Five Important Ingredients in the Recipe for Faith

The Way to The Heart

Did you know faith had a recipe? There are five important ingredients in the recipe for faith, all of which are necessary for a healthy and prosperous Christian life. “Man does not live by bread alone, but by every word that proceeds from the mouth of God” It has been said that the way to the heart is through the stomach. But just as bread gives life to the body, God’s word also gives life to the spirit. However, it requires faith to receive God’s word.

I was born in New Orleans, and here, we have a saying: “The rest of the world eats to live, but in New Orleans, we live to eat.” One of my favorite foods is gumbo, and my wife makes the best pot of gumbo you’ve ever tasted. So much goes into making gumbo, but the most important element in the recipe for gumbo is the roux. The roux makes all the ingredients in gumbo bind together; the roux also gives gumbo its distinctive flavor.

photo of child reading word of god

To sustain our physical health, we need a proper diet of good food. We also need a solid diet of good spiritual food to maintain our spiritual health. Today, we can see how the temperament of the world is increasingly changing for the worst because we are feeding our spirits unhealthy food. However, the Bible provides a good variety of spiritual food. But to digest it, you must first read the Bible, and then mix it with faith. Faith is the roux that binds together the ingredients necessary to receive God’s word. For your reference, I have listed in this blog, five important ingredients in the recipe of faith. Bon appétit.

1. Grace

Grace is the first ingredient in the recipe for faith. It is the roux that holds all the ingredients of faith together. By grace, we receive salvation through faith in Jesus Christ; it is the gift of God (Ephesians 2:8). No one merits grace. However, God gives us grace because He loves us. For grace provides the faith to receive Christ as our Savior.

We learn in God’s word that the law was given by Moses, but grace and truth came by Jesus Christ (John 1:17). Before grace came, the purpose of the law was to bring us to the end of ourselves, that we might see our need for a Savior. “The sting of death is sin, and the strength of sin is the law.” It is by the law that we know sin. If we had no knowledge of sin, how could we sin?

As believers in Christ, we put too much emphasis on sin, and not enough emphasis on grace. We are no longer under the Old Covenant of the Law. Under grace, God has made a New Covenant with us, in which He says, “…I will be merciful to their unrighteousness, and their sins and their lawless deeds I will remember no more” (Hebrews 8:12). Jesus defeated sin; therefore, we should rest in God’s grace. The law demands, whereas grace supplies.

2. Confidence

The next ingredient in the recipe for faith is confidence. Faith does not come by just believing in God.
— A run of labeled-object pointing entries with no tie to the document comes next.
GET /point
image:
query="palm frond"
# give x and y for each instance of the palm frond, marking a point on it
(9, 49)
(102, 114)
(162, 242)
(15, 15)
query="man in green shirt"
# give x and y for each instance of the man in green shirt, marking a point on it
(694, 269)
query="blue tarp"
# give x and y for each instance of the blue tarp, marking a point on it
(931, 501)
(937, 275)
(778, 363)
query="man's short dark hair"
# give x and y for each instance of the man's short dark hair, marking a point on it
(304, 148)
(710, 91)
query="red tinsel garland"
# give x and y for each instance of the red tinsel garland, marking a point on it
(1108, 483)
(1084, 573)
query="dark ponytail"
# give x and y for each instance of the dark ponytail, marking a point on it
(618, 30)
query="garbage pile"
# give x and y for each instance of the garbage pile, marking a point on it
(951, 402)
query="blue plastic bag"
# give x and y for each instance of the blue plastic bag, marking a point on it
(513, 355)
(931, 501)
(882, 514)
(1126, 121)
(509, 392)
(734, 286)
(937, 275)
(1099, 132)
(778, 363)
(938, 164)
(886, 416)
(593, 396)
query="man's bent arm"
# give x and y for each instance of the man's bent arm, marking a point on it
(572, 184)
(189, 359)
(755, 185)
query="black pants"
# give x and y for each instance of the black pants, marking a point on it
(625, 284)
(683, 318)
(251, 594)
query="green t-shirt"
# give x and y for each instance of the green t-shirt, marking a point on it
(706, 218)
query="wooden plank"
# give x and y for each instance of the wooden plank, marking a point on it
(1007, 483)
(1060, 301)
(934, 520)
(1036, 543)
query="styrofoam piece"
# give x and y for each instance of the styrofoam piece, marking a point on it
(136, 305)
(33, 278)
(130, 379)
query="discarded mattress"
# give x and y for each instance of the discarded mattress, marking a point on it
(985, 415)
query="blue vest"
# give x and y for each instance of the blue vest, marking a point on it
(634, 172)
If you want faith to produce results, you must be confident that God is bigger than your problems. It is imperative that you have the kind of confidence that fearlessly trusts God in any situation. When you have faith, you are convinced that God will not disappoint you.

Too often we expect that God will answer our prayers in the future. You know, pray today, get the answer tomorrow. But God’s word says that faith exists in the present.

Now faith is the substance of things hoped for, the evidence of things not seen.

Hebrews 11:1

Now faith is the confidence that ensures that God has already answered our prayers. That confidence gives us the faith necessary to receive the blessings of God now. Therefore, it is written:

For this is the confidence that we have in Him, that if we ask anything according to His will, He hears us. And if we know that He hears us, whatever we ask, we know that we have the petitions that we have asked of Him.”

1 John 5:14-15

3. Love

“For God so loved the world…” It is important that you know God loves you as an individual. You are not “the world” but you are one of the people that make up the world’s population. God knows who you are, He knows your name, and He loves you.

“Faith works through love” (Galatians 5:6). But what does that mean? In the original Greek text, the word used for love is agape. It means God’s kind of love. God’s kind of love is a love that will never forsake you.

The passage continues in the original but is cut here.